Focus on Biases in Gaming
The jam’s core mission was to reflect upon and verify workshop results concerning biases embedded in game rules and algorithms. This timely theme challenged participants to examine how games can perpetuate or challenge societal prejudices through their design choices.
Diverse Game Concepts Emerge
The created prototypes reveals an impressive diversity of approaches:
Social Commentary Games: Several projects tackled representation and identity, including games exploring gender roles and cultural perspectives.
Algorithm Awareness: Multiple teams created games that make algorithmic bias visible, transforming abstract concepts into interactive experiences.
Narrative Experiments: Story-driven prototypes examined how player choices and game narratives can reinforce or subvert social expectations.
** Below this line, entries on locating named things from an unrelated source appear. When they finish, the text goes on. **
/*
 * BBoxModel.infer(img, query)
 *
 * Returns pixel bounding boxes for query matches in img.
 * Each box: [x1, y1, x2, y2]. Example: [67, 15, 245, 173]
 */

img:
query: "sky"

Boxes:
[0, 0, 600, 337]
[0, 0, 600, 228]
System Critiques: Games that deconstruct traditional gaming mechanics to reveal hidden assumptions about competition, success, and player behavior.
Hybrid Innovation
The simultaneous Berlin-Istanbul format demonstrated that meaningful collaboration transcends physical boundaries. Teams worked synchronously across time zones, sharing ideas and building upon each other’s concepts in real-time.
This inaugural jam established a strong foundation for future European Game Science Lab initiatives, proving that games can serve as powerful tools for examining and addressing societal challenges. The diverse portfolio of prototypes shows how game design can become a lens for understanding and potentially transforming social dynamics.
The success metrics speak for themselves: 100+ engaged participants, dozens of innovative prototypes, and a new model for international academic collaboration in game research.